En Piedrahíta, el alcalde recibió una carta de Madrid preguntando por Sebastián. “Tenemos que investigar”, declaró Patricio.

La mañana del 15 de abril de 1848 amaneció clara y fría. Doce hombres armados, dirigidos por el alguacil Tomás Aguirre, avanzaban hacia la casona. A medida que se acercaban, un edor dulzón y nauseabundo golpeó sus sentidos.

En el interior, Evaristo detectó el peligro. “¡Remedios! ¡Despierta, tenemos visita!”

Los golpes en la puerta resonaron como truenos. “¡Abrid en nombre de la ley!”

Evaristo cogió su hacha y abrió. Se encontró cara a cara con doce hombres armados.

“Han desaparecido varios viajeros en esta zona”, explicó el alcalde. “¿Has visto algo extraño?”

Evaristo mintió, describiendo vagamente a algunos viajeros que supuestamente habían seguido su camino. Pero entonces, el viento cambió. El olor que emanaba de la casa golpeó a los hombres.

“¿Qué es ese olor?”, preguntó Aguirre, empuñando su escopeta.

“Hemos tenido que sacrificar algunas cabras”, improvisó Evaristo. “Las guardamos en el sótano”.

“Vamos a echar un vistazo”, declaró el alguacil.
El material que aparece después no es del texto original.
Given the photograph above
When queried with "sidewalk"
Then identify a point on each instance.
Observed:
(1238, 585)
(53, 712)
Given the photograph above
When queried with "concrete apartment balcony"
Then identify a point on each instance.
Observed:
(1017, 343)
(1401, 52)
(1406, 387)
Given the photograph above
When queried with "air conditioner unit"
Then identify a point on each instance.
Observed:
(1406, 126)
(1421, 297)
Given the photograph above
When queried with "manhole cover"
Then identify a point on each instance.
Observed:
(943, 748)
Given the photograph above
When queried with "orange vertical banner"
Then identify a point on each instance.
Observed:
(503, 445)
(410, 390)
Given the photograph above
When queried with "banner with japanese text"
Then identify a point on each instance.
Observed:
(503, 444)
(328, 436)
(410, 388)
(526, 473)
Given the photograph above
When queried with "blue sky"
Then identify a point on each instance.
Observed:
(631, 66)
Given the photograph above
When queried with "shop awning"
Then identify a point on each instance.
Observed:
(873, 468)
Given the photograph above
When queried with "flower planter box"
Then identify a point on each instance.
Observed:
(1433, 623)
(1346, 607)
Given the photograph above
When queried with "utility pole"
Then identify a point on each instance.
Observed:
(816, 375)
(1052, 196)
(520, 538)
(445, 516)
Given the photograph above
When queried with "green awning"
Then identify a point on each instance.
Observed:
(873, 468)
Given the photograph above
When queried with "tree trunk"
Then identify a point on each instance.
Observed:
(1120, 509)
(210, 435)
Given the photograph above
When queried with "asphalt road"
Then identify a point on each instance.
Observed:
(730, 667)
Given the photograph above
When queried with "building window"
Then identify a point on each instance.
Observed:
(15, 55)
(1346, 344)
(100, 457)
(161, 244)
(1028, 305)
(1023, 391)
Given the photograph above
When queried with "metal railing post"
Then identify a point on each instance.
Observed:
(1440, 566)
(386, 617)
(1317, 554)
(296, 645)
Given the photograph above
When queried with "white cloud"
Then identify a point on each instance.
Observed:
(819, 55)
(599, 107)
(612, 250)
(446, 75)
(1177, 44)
Lo que encontraron en la planta principal ya era perturbador, pero fue al bajar al sótano cuando se enfrentaron al verdadero horror. La luz de las antorchas reveló una carnicería: huesos humanos apilados como leña, carne en descomposición y herramientas de descuartizamiento.

“Dios mío”, susurró el alcalde, con la cara blanca como la cera. “¿Qué clase de monstruos?”

En la planta superior, los gritos de horror llegaron hasta la familia. Remedios se desplomó sollozando. Evaristo sabía que había llegado el final.

“¡Monstruos!”, rugió Aguirre, apuntando su escopeta al pecho de Evaristo.

“Esperad”, murmuró Evaristo, alzando las manos. “Mis hijos. Ellos no, yo les obligué”.

Pero era demasiado tarde. La primera descarga de escopeta alcanzó a Evaristo. La segunda se llevó por delante a Remedios. Carmen corrió hacia la puerta con Joaquín de la mano, pero no llegaron ni a cruzar el umbral. Los disparos resonaron en la casona.

Cuando el humo se desvaneció, la familia Mendoza yacía esparcida por el suelo.

“Quemadlo todo”, ordenó Aguirre con la voz ronca. “Que no quede piedra sobre piedra de esta casa maldita”.

Mientras las llamas consumían la casona, los habitantes de Piedrahíta vieron una columna de humo negro que se alzaba hacia el cielo. Era el final de una pesadilla, pero el nacimiento de una leyenda.

En los archivos del pueblo, el expediente oficial mencionaría vagamente “bandoleros eliminados” y “justicia impartida”. Pero los ancianos del lugar susurrarían la verdad en las noches de tormenta. La casona fue completamente destruida, pero decían que en las noches sin luna aún se podía percibir ese olor nauseabundo flotando entre los robles, como si el mal hubiera echado raíces tan profundas que ni el fuego pudo arrancar.

Los Mendoza murieron, pero su legado de horror pervivió en la memoria colectiva, un recordatorio escalofriante de las profundidades a las que puede descender el alma humana cuando el hambre del cuerpo devora también el alma.